Depuis qu'il a présenté ce projet de 11e révision de l'AVS, le Conseil fédéral a soutenu l'idée de la flexibilisation. Il croit que c'est un modèle qui n'apporte pas grand-chose à ceux qui ont des revenus d'une certaine importance, mais qui apporte quelque chose à ceux qui ont des revenus faibles, comme l'ont dit Mmes Brunner et Beerli tout à l'heure.

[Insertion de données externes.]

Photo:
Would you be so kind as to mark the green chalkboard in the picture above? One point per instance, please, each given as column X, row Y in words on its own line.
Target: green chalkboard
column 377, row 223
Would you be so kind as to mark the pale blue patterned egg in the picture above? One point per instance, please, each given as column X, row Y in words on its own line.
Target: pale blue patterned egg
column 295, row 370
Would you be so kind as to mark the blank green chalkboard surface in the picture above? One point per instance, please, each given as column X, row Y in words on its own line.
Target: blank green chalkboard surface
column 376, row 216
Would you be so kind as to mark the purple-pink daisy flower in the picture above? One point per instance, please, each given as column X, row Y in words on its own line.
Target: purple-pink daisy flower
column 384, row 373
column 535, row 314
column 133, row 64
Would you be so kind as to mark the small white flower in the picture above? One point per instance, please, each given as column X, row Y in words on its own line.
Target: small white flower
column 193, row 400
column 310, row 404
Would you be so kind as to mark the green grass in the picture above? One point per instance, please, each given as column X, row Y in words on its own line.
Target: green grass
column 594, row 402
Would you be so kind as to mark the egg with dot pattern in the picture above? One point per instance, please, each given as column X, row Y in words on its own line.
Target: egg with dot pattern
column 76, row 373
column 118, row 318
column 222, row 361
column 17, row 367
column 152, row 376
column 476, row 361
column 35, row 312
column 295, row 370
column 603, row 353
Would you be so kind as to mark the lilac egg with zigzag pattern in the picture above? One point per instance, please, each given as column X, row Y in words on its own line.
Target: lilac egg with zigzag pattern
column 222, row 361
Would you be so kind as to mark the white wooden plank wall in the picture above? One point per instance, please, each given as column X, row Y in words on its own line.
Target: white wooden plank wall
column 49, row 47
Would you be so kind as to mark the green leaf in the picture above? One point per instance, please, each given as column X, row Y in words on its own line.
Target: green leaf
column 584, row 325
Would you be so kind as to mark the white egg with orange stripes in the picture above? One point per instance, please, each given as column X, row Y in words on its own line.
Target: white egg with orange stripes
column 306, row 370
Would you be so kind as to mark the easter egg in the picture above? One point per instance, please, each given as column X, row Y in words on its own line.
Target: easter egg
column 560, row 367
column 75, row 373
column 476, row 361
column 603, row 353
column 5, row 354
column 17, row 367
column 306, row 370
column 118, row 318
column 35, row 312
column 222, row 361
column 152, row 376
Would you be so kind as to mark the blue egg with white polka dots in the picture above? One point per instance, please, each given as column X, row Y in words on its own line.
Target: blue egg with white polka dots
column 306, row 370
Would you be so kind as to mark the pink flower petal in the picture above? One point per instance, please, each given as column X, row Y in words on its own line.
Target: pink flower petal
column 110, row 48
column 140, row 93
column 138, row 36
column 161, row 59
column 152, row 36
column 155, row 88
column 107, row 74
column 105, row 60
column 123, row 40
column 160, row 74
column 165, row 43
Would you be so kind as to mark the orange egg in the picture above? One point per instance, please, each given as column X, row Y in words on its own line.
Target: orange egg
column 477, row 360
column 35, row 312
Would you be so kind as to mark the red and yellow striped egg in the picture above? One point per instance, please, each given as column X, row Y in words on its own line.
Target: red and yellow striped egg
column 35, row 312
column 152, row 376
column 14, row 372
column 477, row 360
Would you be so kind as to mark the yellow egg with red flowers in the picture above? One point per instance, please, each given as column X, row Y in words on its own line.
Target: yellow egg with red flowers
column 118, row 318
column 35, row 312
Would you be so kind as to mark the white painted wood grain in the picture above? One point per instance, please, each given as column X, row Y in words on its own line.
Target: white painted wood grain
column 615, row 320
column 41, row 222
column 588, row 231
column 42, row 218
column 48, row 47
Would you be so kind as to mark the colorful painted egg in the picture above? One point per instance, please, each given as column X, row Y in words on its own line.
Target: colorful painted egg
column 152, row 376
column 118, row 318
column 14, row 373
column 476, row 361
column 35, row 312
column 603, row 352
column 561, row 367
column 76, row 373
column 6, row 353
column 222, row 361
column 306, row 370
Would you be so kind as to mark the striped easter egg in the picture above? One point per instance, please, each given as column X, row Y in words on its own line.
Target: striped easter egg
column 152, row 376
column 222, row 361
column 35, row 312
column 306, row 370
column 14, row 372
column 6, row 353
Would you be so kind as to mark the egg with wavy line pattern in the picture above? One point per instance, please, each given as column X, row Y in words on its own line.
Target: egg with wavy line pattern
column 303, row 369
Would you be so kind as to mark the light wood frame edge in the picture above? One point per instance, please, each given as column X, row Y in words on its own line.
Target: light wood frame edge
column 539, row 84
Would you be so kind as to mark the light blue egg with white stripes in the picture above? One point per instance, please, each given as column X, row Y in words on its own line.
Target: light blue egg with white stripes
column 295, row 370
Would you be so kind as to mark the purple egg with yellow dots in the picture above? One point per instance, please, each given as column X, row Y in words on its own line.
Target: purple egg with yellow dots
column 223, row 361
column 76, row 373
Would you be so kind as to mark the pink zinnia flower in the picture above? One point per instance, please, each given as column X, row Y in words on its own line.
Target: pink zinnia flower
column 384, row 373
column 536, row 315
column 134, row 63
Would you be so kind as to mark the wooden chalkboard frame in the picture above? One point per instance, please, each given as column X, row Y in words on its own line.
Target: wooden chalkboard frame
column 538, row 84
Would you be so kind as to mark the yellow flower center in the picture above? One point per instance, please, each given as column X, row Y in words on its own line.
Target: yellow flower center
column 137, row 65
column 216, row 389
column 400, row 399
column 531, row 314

Avec le modèle du Conseil national, qui est celui de la minorité, une personne reçoit entre 35 et 114 francs de plus par mois qu'avec le modèle du Conseil des Etats, ce qui fait entre 420 et 1368 francs par an. Ce n'est pas beaucoup, mais c'est quand même quelque chose pour quelqu'un qui a un revenu faible et qui n'a souvent qu'un modeste deuxième pilier, voire pas encore de deuxième pilier. Le modèle de flexibilisation proposé par le Conseil fédéral vaut donc la peine d'être retenu et il a été amélioré, il faut le reconnaître, par le Conseil national. Dans la mesure où vous avez pris tout à l'heure une décision qui provoque des économies, il est logique et acceptable de retenir ce modèle de flexibilisation. Cela ne compromet pas l'évolution à long terme du système de l'AVS, mais démontre au contraire notre volonté de flexibiliser l'âge de la retraite, ce qui par là même permettra de l'élever un jour, puisqu'il aura été démontré que la flexibilisation était voulue.